Though we're no longer in danger of losing our home (as far as we know), I'm kind of upset right now at two parties. The first is CountryWide, for all the obvious reasons. But I also have a problem with the Sheriff's department because from where I'm standing, it seems like its procedures are set up in such a way as to validate CountryWide's mistakes. Let's start with the note pinned to a tree in the pouring rain. What if we were traveling or the wind was just a little stronger? Would the note have been there when we got back? Would we even have known about the auction until after it happened?

Second, it appears that that the Sheriff's department auctions off homes simply on the word of CountryWide or its outside attorney.
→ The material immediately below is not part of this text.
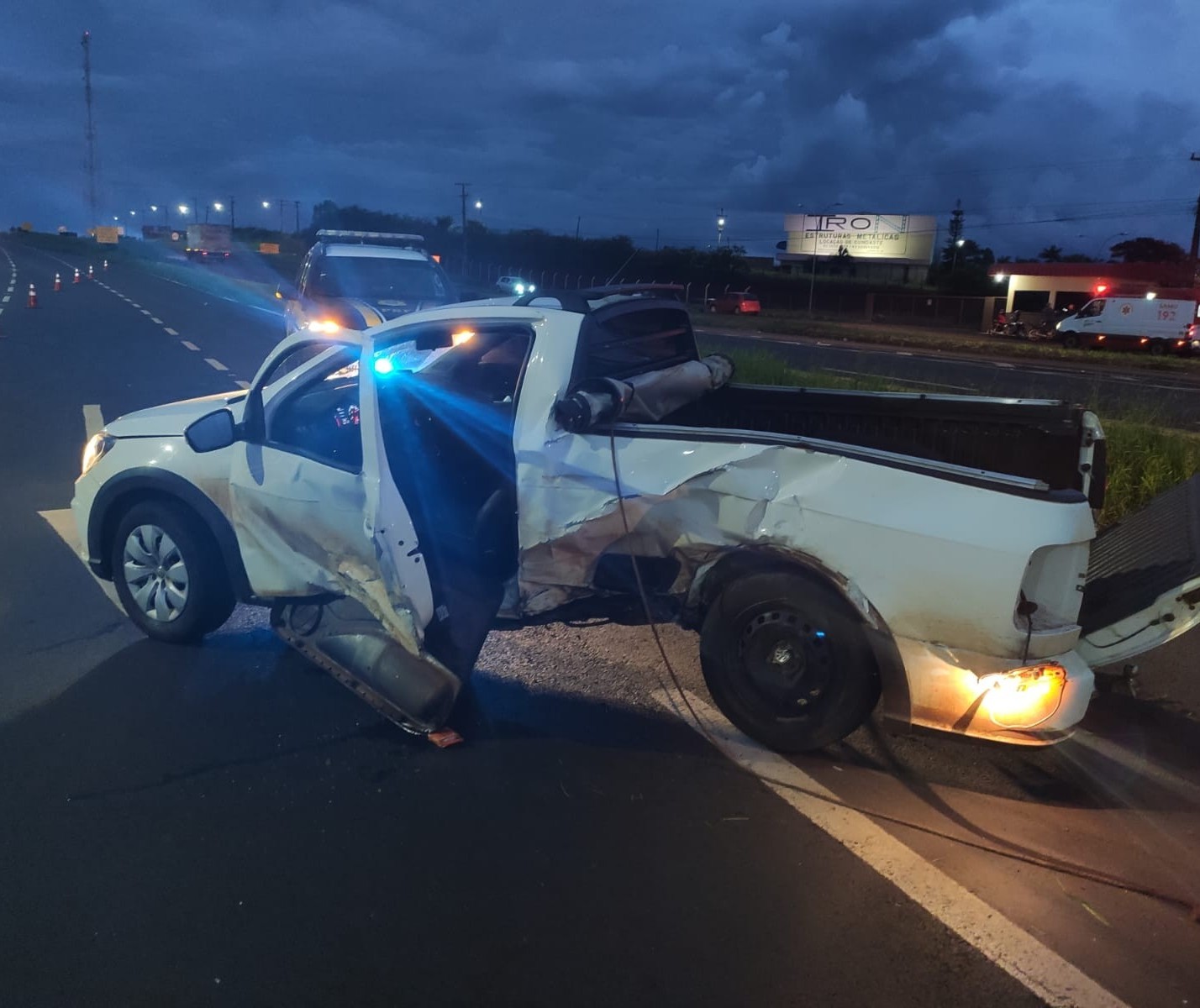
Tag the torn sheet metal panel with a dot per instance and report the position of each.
(846, 514)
A check of the County Tax Assessor's Office would have told them there was a problem with CountryWide's request, namely that the person they wanted to seize the home from doesn’t own it or have any rights to it whatsoever. (Actually, I also wonder why the outside attorney didn't check any of this either.) And it isn't as if CountryWide and/or the Sheriff checked but were working off outdated information; if the previous owner was truly the intended defendant, her name wasn't even spelled right in the complaint which also should have raised some eyebrows. Worse, as per the above-mentioned wire transfer, CountryWide actually wasn’t owed anything at all by anyone.
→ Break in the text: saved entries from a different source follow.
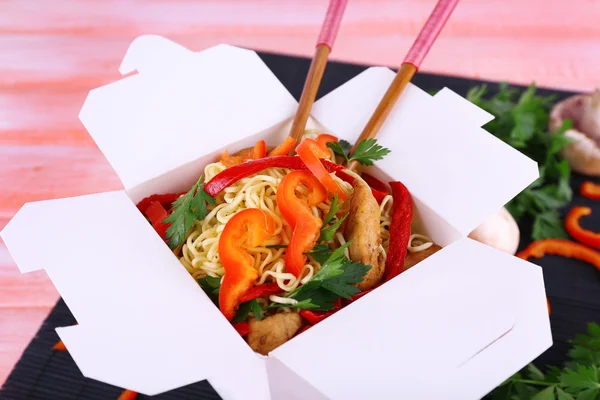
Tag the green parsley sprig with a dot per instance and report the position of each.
(366, 152)
(188, 208)
(522, 122)
(336, 278)
(579, 379)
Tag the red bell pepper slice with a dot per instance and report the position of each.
(306, 227)
(263, 290)
(310, 152)
(156, 213)
(165, 199)
(283, 148)
(399, 230)
(248, 228)
(233, 174)
(375, 183)
(242, 328)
In short, CountryWide was trying to collect on a debt that didn’t exist, supposedly owed by a person who they had wrongly identified, by seizing property owned by other people. And yet the Sheriff’s Department acted on their claim, and refused to give us, the party affected by that series of errors, so much as a return phone call.

The only conclusion I can reach from this is that there are no safeguards at all built into the system. None. After all, it would have taken only a trivial amount of due diligence by any of the parties (CountryWide, their outside attorneys, or the Sheriff’s office) to derail this crazy train before it started. However, I assume CountryWide would be against such checks, as they cost money. But guess what? This whole process has cost my wife and me money, time, frustration and emotional distress. It would make more sense to hit up CountryWide for an extra few bucks every time they ask the Sheriff to auction off a house than it does to force the victims of CountryWide's errors to pay for the company's mistakes. Fortunately, we could afford an attorney, and despite the whole pinning-a-note-to-a-straggly-tree-in-the-pouring-rain thing, we also had the time to mount a defense.
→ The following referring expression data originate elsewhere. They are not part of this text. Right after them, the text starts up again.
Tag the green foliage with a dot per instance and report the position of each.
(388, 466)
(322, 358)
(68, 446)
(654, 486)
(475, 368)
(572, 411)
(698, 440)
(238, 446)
Canada has similar horror stories. The one that I find most incredible is that banks had a special dispensation under Canadian law (I think it has now been changed in all provinces, but I could be wrong). They were given the right to seize your house no matter what the problem. So there have been a number of tales where somebody fraudulently presents themselves as the owner of the property, the bank arranges a mortgage, and the fraudsters abscond with the money. You would think the bank would be on the hook for making a "mortgage" on which they had not checked the validity of the title. Nope. Under Canadian law, the bank is secure and they can sell your property to make up for their mistake! Incredible! But it has happened in the past and there are a number of notorious cases where people had to fight like hell to keep the bank from taking their house.

The law has favours the bank. If a fraudster sells your house illegally, the bank can come back to the legal owner and demand the full payment of the mortgage! Yes, it sounds insane, but that is how the law worked in Canada until fairly recently (and may still work that way in some provinces). As Bruce Schneier points out, the solution is easy, but it has been hard to get the law changed because it requires making banks responsible for making fraudlent mortgages and banks don't like that!
The problem is one of economic incentives. If banks were held liable for fraudulent mortgages, then the problem would go away really quickly. But as long as they're not, they have no incentive to ensure that this fraud doesn't occur.